After more fiddling around with this, I think only copying from
StyledText widget to clipboard appends illegal characters, not from standard Text widget.

There appear to be at least 7 different questionable characters.

Emacs' representation of illegal characters:
\276\264 &#12488;&#12514;&#12487;&#12523; \343
\201\250&#12475;&#12510;&#12531;&#12486;&#12451;
\203\236&#12531;&#12486;&#12451;\343

Hex dump:
00000000: beb4 20e3 8388 e383 a2e3 8387 e383 ab20  .. ............
00000010: e30a 81a8 e382 bbe3 839e e383 b3e3 8386  ................
00000020: e382 a30a 839e e383 b3e3 8386 e382 a3e3  ................

Actual text:
&#65533;&#65533; &#12488;&#12514;&#12487;&#12523; &#65533;
&#65533;&#65533;&#12475;&#12510;&#12531;&#12486;&#12451;
&#65533;&#65533;&#12531;&#12486;&#12451;&#65533;


Frank Benoit Wrote:

> Am 25.12.2009 23:26, schrieb Mitja:
> > strace output:
> > select(4, [3], [3], NULL, NULL)         = 1 (out [3])
> > writev(3, [{"\24\0\6\0005\2@\5\343\2\0\0\0\0\0\0\0\0\0\0\377\377\377\37"..., 24}], 1) = 24
> > select(4, [3], [], NULL, NULL)          = 1 (in [3])
> > read(3, "\1\10S6\4\0\0\0006\1\0\0\0\0\0\0\17\0\0\0VJ\25\10\374\325 \10tc\346\277\203"..., 4096) = 48
> > read(3, 0x840a2fc, 4096)                = -1 EAGAIN (Resource temporarily unavailable)
> > select(4, [3], [3], NULL, NULL)         = 1 (out [3])
> > writev(3, [{"+\0\1\0"..., 4}], 1)       = 4
> > select(4, [3], [], NULL, NULL)          = 1 (in [3])
> > read(3, "\1\2T6\0\0\0\0#\0@\5\374\325 \10tc\346\277x+\177\td\"\36\10Y3\t\10"..., 4096) = 32
> > read(3, 0x840a2fc, 4096)                = -1 EAGAIN (Resource temporarily unavailable)
> > select(4, [3], [3], NULL, NULL)         = 1 (out [3])
> > writev(3, [{"\23\0\3\0005\2@\5\343\2\0\0+\0\1\0"..., 16}], 1) = 16
> > select(4, [3], [], NULL, NULL)          = 1 (in [3])
> > read(3, "\34\"U65\2@\5\343\2\0\0\0\252Fc\1\2\0\0\4\0\0\0\1\0\0\0@B\233\t\1"..., 4096) = 64
> > read(3, 0x840a2fc, 4096)                = -1 EAGAIN (Resource temporarily unavailable)
> > --- SIGSEGV (Segmentation fault) @ 0 (0) ---
> > +++ killed by SIGSEGV +++
> > 
> 
> Oh, i did not mean strace (which is a trace of the OS calls a process does), instead i mean stack trace.

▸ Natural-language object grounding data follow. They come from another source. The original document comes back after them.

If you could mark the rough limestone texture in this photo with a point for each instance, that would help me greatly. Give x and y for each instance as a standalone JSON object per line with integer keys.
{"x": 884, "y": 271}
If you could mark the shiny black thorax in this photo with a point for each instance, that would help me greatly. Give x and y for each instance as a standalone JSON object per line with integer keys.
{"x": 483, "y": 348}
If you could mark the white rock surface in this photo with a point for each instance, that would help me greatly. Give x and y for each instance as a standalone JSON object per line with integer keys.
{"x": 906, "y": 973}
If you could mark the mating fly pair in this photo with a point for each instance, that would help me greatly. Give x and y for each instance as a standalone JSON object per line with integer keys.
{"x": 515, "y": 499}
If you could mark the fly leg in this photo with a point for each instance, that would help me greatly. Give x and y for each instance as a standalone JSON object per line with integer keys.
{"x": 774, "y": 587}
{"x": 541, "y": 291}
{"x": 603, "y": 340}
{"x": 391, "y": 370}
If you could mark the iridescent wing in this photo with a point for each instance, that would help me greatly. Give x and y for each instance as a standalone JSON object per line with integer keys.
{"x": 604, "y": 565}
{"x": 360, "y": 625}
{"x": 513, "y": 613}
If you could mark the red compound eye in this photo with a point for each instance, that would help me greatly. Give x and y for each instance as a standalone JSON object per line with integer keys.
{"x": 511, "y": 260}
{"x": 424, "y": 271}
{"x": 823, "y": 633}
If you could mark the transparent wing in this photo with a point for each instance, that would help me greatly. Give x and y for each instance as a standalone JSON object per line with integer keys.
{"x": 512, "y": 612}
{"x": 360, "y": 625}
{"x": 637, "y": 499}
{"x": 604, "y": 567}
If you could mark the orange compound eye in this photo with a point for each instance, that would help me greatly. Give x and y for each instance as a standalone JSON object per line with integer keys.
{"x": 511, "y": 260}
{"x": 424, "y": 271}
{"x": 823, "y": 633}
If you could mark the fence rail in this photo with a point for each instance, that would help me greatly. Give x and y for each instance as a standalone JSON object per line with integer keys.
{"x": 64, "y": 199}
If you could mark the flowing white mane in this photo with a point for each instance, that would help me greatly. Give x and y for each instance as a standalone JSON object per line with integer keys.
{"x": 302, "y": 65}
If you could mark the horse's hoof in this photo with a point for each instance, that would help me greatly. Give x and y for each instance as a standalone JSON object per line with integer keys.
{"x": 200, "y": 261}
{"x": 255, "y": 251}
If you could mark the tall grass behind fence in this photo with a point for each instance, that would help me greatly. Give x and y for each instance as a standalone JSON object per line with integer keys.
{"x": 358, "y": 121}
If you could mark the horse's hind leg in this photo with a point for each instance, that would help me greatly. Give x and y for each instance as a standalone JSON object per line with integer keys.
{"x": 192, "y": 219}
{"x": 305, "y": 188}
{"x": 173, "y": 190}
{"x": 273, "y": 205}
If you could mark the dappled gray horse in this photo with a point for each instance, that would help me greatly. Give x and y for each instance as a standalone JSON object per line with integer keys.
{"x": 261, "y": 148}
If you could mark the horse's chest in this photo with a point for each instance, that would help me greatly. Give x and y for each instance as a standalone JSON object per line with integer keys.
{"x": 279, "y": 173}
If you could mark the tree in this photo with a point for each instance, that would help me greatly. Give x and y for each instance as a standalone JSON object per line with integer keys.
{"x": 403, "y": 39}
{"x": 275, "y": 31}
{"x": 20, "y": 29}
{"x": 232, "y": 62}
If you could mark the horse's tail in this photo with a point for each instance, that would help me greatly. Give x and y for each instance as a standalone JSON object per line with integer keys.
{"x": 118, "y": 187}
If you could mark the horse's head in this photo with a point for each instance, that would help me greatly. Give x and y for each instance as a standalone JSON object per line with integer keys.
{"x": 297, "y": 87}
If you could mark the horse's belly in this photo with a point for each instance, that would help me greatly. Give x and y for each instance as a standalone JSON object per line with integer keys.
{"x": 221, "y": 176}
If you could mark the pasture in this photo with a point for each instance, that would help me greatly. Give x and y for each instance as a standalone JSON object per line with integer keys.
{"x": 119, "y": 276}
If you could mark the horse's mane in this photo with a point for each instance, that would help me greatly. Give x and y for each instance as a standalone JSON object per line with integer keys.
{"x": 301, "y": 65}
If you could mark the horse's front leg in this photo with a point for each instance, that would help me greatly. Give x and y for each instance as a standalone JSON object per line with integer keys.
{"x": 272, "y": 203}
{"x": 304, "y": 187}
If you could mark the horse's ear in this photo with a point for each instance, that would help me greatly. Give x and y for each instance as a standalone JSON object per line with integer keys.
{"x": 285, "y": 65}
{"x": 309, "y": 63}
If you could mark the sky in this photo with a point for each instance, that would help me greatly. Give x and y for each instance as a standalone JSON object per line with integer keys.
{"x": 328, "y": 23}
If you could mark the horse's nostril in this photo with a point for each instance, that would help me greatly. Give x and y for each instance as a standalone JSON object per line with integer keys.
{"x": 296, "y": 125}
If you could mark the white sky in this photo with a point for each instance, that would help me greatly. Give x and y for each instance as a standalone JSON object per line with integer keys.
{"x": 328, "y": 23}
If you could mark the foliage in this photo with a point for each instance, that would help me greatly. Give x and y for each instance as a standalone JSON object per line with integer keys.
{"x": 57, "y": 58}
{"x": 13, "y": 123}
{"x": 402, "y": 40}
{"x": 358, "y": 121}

You can perhaps get it with the current tango (i think) or by running the program in GDC and after the segfault run the "backtrace" command in it. It show the code line where the segfault happens and the code lines where this one was called from.
> 
> 
> > Example code:
> > module text;
> > 
> > import dwt.DWT;
> > import dwt.custom.StyleRange;
> > import dwt.widgets.Text;
> > import dwt.layout.FillLayout;
> > import dwt.widgets.Display;
> > import dwt.widgets.Shell;
> > 
> > void main() {
> >     Display display = new Display();
> >     Shell shell = new Shell(display);
> >     shell.setLayout(new FillLayout());
> >     Text text = new Text(shell, DWT.BORDER);
> >     shell.pack();
> >     shell.open();
> >     while (!shell.isDisposed()) {
> >       if (!display.readAndDispatch())
> >         display.sleep();
> >     }
> >     display.dispose();
> > }
> > 
> 
> thanks.
> 
> 
> > I cannot reproduce the character.
> > The way I got it was by pasting block of Japanese or Chinese characters into text widget and then selecting by mouse and copying a few characters from that block.
> > Illegal character(s) would as a result of copying appear in Klipper (KDE clipboard), usually in front or at the end of copied selection.
> > Segmentation fault would occur when I pasted back the very same selection, now with prepended or appended illegal characters.
> > 
> 
> Hm, perhaps you can paste the same into a editor and open it with a hex-view (hexdump) to make the byte values visible.
> 

December 26, 2009
sorry, i thought i can take the time.
but i haven't, so i can get you the support and fix the problem.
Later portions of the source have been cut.